Kriechmayr: "Es war halt nicht perfekt"

"Die Nummer war nicht entscheidend, es war kein Wind - daran ist es nicht gelegen", meinte der achtplatzierte Vincent Kriechmayr, der sich die Nummer eins gewählt hatte und erklärte: "Natürlich habe ich mir mehr vorgenommen, aber ich habe es aber wohl im Mittelteil zu schnell eingeschätzt. Es war halt nicht perfekt und wenn man hier nicht perfekt fährt, kann man nicht um Medaillen mitkämpfen", sagte der Doppelweltmeister von 2021, der im Super-G am Dienstag aber gleich die nächste Chance hat.

Max Franz, im Training stark, kam im Rennen "nur" auf den neunten Rang. "Ich hab' es in dem Teil, in dem ich im Training gut war und der mor normal liegt, nicht so den Zupf mitgenommen, wie ich es schon gemacht habe", sagte der Kärntner, der letztlich auf Platz neun landete.

Schrecksekunde bei Hemetsberger

Glück im Unglück hatte Olympia-Debütant Daniel Hemetsberger. Der Oberösterreicher hatte schon bei der ersten Zwischenzeit zu kämpfen - und schlug sich dabei mit dem eigenen Stock ins Gesicht. "Zum Glück aber nur auf die Nase und nicht in die Zähne", meinte der Aufsteiger der Saison. Aber: "Ich hab' halt zwei Tore später schon gemerkt, dass es rinnt, also dass da was blutet. Es war richtig irritierend, a Schaß halt", seufzte er. "Ich bin All-in gefahren, das war halt heute nichts." Letztlich gab es für Hemetsberger nur Platz 21.

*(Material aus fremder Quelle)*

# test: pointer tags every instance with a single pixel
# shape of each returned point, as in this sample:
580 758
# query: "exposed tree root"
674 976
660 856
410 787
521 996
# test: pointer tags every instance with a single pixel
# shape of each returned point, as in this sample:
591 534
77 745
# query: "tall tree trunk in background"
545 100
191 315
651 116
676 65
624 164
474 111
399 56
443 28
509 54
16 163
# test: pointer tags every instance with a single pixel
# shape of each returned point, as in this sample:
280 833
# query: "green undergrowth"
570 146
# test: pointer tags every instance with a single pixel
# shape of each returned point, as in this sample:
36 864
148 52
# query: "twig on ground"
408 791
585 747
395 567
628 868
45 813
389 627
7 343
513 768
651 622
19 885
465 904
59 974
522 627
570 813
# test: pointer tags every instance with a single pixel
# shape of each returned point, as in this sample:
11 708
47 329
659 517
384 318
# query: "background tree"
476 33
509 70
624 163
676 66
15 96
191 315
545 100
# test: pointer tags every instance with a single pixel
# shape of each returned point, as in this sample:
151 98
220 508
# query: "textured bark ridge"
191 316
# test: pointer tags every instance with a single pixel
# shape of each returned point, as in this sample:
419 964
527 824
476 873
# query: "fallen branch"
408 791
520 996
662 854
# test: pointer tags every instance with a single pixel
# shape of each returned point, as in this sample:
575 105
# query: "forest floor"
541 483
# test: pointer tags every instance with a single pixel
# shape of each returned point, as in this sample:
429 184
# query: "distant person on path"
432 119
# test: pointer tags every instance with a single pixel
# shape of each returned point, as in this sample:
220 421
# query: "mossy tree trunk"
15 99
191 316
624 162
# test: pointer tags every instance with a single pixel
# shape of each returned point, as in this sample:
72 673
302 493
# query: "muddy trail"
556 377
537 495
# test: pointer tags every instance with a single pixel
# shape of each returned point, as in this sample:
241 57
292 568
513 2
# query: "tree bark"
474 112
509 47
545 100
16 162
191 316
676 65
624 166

Eines aber einte alle: Der Respekt vor der Leistung von Wahl-Österreicher Beat Feuz. "Es war eine Frage der Zeit, es ist sehr verdient", meinte Hemetsberger. Und auch der geschlagene Dominik Paris erklärte: "Er hat es sich verdient!" 

Verdient hat sich auch die Abfahrt "The Rock", dass das Rennen fair und ohne Wind gefahren werden konnte - die Verschiebung um 24 Stunden hat sich wirklich gelohnt.